When conducting a threat assessment, companies should look for opportunities to protect the IT infrastructure and aggregate the threat across the layers of the OSI model. It is also advisable to run an application that monitors what clients are doing on your network, so you can see who has linked what device to the network.

Rapid response teams are essential, as first responders can mitigate threats. Manufacturers also need to be on board, working with providers to ensure optimal levels of security. They can help to be the first point of observation. Looking for threats and setting up a notification system will allow the rapid response teams to go to work.

Companies should also consider employing experts to handle, quarantine and remove malware. It is important to understand the nature and intent behind a threat or assault, reporting emerging threats across the industry. A further method of protection is for device manufacturers to include ways to track and protect against viruses.

INDUSTRY GUIDANCE

Hospitals and Health Networks magazine reported that Oregon Health & Science University (OHSU) in Portland, Oregon had discovered medical devices on campus compromised by computer viruses. While this incident did not immediately present a threat to the delivery of medical services and patient care, the potential threat existed.

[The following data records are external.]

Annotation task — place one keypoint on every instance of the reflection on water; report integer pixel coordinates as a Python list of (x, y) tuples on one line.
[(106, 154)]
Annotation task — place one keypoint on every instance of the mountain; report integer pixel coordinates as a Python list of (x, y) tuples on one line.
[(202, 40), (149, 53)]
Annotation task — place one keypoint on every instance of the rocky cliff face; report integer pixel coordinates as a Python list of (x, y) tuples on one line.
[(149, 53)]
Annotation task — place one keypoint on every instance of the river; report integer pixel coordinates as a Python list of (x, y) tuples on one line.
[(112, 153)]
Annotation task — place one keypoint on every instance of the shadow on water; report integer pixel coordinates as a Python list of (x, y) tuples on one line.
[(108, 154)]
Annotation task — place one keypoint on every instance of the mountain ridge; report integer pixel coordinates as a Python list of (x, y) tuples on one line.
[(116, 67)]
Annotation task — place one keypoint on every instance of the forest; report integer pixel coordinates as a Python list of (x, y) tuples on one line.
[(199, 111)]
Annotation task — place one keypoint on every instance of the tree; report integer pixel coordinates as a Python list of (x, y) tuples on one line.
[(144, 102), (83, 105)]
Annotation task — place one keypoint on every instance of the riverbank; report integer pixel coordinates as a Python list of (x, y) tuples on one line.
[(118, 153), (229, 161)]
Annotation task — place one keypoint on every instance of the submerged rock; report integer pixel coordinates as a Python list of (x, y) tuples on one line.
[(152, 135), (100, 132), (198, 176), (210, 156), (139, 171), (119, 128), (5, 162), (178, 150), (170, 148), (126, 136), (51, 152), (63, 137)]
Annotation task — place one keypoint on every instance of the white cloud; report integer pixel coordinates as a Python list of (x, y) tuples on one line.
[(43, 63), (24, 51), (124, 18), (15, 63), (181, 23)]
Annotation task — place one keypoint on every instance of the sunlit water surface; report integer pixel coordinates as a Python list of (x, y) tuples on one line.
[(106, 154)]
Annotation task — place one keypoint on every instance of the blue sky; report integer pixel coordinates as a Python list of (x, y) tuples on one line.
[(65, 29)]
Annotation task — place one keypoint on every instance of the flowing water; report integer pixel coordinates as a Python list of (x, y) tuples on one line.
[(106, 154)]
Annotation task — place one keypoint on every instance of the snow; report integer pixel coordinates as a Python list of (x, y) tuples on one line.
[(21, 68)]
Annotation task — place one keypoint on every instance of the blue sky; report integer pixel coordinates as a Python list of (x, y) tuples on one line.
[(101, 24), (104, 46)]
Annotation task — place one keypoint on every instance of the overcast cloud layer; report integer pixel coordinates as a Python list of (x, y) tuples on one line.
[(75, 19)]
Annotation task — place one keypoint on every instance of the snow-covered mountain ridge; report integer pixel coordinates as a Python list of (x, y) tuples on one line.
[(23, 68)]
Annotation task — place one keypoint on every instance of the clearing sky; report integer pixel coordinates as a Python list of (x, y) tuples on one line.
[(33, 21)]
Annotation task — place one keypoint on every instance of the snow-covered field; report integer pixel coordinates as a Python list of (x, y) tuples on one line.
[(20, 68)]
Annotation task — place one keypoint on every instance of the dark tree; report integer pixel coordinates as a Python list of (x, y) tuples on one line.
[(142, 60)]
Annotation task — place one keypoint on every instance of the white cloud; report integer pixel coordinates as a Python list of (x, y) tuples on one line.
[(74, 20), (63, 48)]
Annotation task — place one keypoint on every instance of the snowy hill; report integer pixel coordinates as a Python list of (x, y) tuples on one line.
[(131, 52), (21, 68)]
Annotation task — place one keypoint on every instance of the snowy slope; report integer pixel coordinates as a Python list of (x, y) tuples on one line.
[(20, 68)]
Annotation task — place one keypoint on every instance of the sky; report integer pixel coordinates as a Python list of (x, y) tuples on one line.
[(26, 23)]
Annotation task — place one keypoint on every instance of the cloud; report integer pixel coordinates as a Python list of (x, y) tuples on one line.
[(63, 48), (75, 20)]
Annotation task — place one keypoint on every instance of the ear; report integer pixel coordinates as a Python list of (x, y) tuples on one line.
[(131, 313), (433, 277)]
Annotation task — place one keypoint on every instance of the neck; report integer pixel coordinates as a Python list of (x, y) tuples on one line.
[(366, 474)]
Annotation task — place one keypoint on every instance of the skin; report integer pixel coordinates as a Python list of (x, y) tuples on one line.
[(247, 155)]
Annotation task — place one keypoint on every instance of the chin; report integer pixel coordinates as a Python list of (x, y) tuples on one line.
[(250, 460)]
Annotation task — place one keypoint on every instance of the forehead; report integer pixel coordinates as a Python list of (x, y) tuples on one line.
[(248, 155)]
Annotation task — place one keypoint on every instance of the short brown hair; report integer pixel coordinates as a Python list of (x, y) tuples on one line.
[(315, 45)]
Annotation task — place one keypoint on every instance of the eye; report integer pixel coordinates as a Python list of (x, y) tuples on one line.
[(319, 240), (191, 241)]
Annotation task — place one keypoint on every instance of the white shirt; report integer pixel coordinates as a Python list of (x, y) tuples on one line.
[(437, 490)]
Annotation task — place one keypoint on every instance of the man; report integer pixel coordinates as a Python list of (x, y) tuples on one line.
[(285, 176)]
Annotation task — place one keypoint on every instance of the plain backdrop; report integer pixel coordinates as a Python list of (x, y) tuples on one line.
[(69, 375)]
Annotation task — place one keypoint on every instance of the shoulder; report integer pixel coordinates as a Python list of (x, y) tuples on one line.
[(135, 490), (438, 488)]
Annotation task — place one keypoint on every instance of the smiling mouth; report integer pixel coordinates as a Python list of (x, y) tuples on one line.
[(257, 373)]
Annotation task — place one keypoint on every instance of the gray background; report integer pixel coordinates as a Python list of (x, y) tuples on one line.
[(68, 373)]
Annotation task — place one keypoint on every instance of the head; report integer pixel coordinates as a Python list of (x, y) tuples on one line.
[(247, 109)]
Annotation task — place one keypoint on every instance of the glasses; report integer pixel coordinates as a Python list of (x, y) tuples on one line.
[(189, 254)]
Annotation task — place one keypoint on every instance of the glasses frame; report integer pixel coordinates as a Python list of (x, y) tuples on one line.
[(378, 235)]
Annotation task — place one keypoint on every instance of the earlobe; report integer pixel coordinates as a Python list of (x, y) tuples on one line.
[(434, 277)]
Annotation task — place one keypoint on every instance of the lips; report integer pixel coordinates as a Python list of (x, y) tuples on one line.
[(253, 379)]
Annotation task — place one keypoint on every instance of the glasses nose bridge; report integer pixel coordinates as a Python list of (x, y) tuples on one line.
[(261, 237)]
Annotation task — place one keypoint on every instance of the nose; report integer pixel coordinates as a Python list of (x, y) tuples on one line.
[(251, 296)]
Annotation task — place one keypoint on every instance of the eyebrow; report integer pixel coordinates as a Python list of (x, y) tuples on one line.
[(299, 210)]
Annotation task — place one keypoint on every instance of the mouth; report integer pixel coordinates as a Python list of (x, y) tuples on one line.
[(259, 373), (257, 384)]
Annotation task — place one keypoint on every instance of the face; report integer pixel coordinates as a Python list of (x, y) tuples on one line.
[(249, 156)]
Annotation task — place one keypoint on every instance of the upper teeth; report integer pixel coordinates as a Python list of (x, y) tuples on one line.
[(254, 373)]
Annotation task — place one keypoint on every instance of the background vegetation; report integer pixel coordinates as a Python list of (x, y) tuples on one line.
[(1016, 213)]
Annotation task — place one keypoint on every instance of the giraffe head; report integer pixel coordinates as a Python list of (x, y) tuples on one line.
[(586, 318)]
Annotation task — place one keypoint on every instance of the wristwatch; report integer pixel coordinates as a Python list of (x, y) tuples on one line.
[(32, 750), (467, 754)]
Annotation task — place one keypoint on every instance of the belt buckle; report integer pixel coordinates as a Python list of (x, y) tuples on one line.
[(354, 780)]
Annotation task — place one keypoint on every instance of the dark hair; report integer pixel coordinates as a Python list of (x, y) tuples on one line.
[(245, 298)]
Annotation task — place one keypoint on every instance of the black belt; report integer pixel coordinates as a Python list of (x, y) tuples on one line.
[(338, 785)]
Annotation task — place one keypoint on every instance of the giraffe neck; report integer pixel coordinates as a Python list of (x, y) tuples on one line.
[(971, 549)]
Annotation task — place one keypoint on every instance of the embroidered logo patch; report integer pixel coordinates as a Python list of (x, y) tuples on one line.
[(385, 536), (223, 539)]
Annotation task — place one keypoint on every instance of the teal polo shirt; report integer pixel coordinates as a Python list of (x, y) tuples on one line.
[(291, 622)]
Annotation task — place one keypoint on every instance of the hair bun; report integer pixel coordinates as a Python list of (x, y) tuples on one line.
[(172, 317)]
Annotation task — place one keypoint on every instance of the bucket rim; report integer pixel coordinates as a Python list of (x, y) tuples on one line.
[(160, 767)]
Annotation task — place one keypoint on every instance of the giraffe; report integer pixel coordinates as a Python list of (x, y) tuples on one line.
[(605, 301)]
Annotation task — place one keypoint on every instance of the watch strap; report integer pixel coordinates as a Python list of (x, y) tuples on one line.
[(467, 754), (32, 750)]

OHSU employs an information security incident response team (ISIRT) across multiple layers of the healthcare delivery system. Despite its tremendous effort to maintain the security and integrity of its data, the organisation is aware of issues surrounding data protection in medical devices.

In a landmark whitepaper, University Health System Consortium Medical Device Security (2005) further explored the questions of responsibility and accountability of medical device security, stating: "Medical device manufacturers have misconceptions that they cannot install security patches without prior FDA approval, this creates confusion within the industry. The question emerges, who should own medical device security?"

One solution from the provider community stipulates contract language that clearly defines medical device vendor security responsibilities. This trend is likely to continue as more providers adopt practices that improve the security of medical devices. The hope for the future is that the industry will see collaboration among providers, medical device manufacturers, vendors and regulators, working together to develop medical device security standards.